Proper mounting techniques are essential to calibrate all accelerometers. The mounted resonance of a vibration sensor directly affects the practical upper limit of the flat frequency response of that sensor. Cleanliness; surface finish and flatness; the light use of a coupling fluid (like silicone grease) between the accelerometer base and the mounting surface; and the right amount of torque (if stud mounted) as recommended by the sensor manufacturer; these all play a significant role when calibrating an accelerometer as we covered in a previous newsletter article entitled, "Why Proper Mounting is Essential to Calibration."
The good news for metrology is that most accelerometer designs are built symmetrically to allow: 1. The sensing element to be directly in line with the axis of calibration excitation, and 2. Approximate equal distribution of the sensor mass around its center of gravity to avoid off center loading and resultant rocking of the exciter armature. These two key elements help to ensure purely uniaxial calibration motion aligned with the sensing element. As such, it is relatively easy and straightforward to calibrate a single axis sensor or a cubic shaped triaxial accelerometer (as the sensor can typically be flipped and centered on each of its X, Y, Z, directions).
Now, how do you approach calibrating awkwardly-shaped triaxial accelerometers such as the ones shown in the following pictures?
First, start with the easy axis!

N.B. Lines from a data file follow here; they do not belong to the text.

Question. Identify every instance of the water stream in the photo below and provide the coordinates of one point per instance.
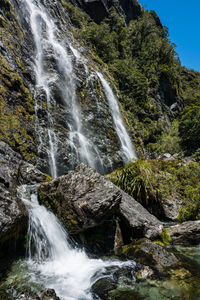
(49, 48)
(128, 151)
(53, 261)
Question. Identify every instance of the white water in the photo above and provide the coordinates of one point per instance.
(128, 151)
(53, 262)
(48, 45)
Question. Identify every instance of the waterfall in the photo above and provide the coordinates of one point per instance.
(128, 151)
(50, 49)
(53, 262)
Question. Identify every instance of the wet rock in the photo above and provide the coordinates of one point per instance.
(13, 172)
(171, 206)
(48, 294)
(83, 199)
(149, 253)
(138, 220)
(187, 233)
(102, 287)
(144, 273)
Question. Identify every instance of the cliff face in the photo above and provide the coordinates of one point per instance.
(99, 9)
(53, 109)
(39, 93)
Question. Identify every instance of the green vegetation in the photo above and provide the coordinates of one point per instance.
(165, 237)
(149, 78)
(151, 182)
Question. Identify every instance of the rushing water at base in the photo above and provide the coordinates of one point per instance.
(52, 261)
(128, 151)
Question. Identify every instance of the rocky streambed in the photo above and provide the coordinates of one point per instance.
(140, 258)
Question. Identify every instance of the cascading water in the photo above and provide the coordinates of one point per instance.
(49, 48)
(128, 151)
(52, 261)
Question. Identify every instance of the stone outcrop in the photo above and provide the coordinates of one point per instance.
(83, 199)
(138, 220)
(99, 9)
(48, 294)
(149, 253)
(13, 172)
(187, 233)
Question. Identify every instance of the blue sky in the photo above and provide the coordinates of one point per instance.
(182, 18)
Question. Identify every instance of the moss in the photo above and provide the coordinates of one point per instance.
(165, 237)
(48, 177)
(150, 182)
(159, 242)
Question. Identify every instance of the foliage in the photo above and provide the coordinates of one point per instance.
(147, 71)
(169, 141)
(151, 182)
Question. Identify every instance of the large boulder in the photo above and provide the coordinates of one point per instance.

As can be seen in these pictures, the accelerometer's through-hole design offers a specific, easy method for mounting the sensor on its Z-axis direction. For this axis the same mounting recommendations as before apply (surface cleanliness, grease mounting, torque, etc). While calibrating this axis may still pose a challenge -- likely due to rocking motion induced from an off-centered mass load - the Z-axis should still provide a good benchmark for how the other two axes will behave. Most models will be similar but have a more conservative specification on the axis that is not capable of being mounted in the ideal back-to-back method.
So, now what? How do we calibrate the other two axes since they are obviously not designed to be mounted in such a configuration?
The answer may be a little tricky. A mounting adaptor is almost always required and no matter what you do, the material type, size and shape of the mounting adaptor will play a role in the accelerometer frequency response calibration results.
For example, a mounting block such as the one shown in Figure 3 is typically used for calibrating the X- and Y-axes of the accelerometer shown in Figure 1, which is necessary to meet the frequency response up to 5000 Hz (±3 dB). Care must still be taken by applying grease to the mounting surfaces and by properly relieving the sensor cable strain. When designing such an adaptor, attention must be paid to keep the center of gravity as close to the center of the shaker as possible. Therefore, a hefty counter balance mass is added on the other side of the mounting block during calibration (thus minimizing the risk of dynamic moments inducing shaker transverse and rocking motion).
In the end, whenever you need to calibrate such an awkwardly-shaped triaxial accelerometer, do not hesitate to contact the original sensor manufacturer if there isn’t an obvious way to mount the sensor in each of its sensing directions. It may be the only way to successfully complete your task.